Yesterday, Mark Hulbert posted an article on Marketwatch about how the rate of the rise in the current rally has been far faster than the average for bull markets over the last 100 years. He concludes that this is a hallmark of bear market rallies and compares the current rally to the first major rally in 1929, which he says only lasted a few months rallying 48%. (48% is nothing to sneeze at.)
I agree that the rate of the rise in the current rally has been extreme. I compared the gain in the QQQQ over rolling two week periods (on a day by day basis) and calculated that the gain to date since the March 9 low is 3.5 standard deviations above the mean for such periods over the last 10 years. In fact, the gain has exceeded the average rolling annual gain on a day by day basis for the last 10 years.
This is both an indication of the initial thrust of the rally and a warning that a reversion to the mean is probable. It is extremely rare that such a pullback does not occur, but once or twice in a decade it doesn't, and for that reason I will look to go long a half position in the UWM on a breakout above Monday's high. Nevertheless, the probability of a sharp reaction of 1 to 3 days is increasing and would be an opportunity to jump on board the trend.
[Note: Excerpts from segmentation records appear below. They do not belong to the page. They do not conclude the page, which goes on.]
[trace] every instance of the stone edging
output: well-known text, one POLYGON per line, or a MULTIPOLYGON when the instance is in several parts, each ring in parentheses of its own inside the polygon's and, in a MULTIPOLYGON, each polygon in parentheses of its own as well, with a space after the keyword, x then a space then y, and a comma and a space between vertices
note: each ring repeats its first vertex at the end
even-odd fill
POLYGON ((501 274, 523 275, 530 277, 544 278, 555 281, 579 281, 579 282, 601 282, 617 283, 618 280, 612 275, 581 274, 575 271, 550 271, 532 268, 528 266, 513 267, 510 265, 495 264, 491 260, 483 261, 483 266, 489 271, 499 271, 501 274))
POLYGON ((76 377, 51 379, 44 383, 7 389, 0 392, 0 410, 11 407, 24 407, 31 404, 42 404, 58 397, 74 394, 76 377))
With regard to candlesticks, I cannot offer much advice. Most studies that I have seen do not suggest much of an edge. I have found that understanding how to read fractal pivots as described by Bill Williams to be much more rewarding. The IWM has formed such a pivot above the 50dema as of today leading to my decision go long on a breakout. A note of caution on CME: it is approaching upper channel resistance and 200dema resistance, although 3 month highs are a positive. Best of luck.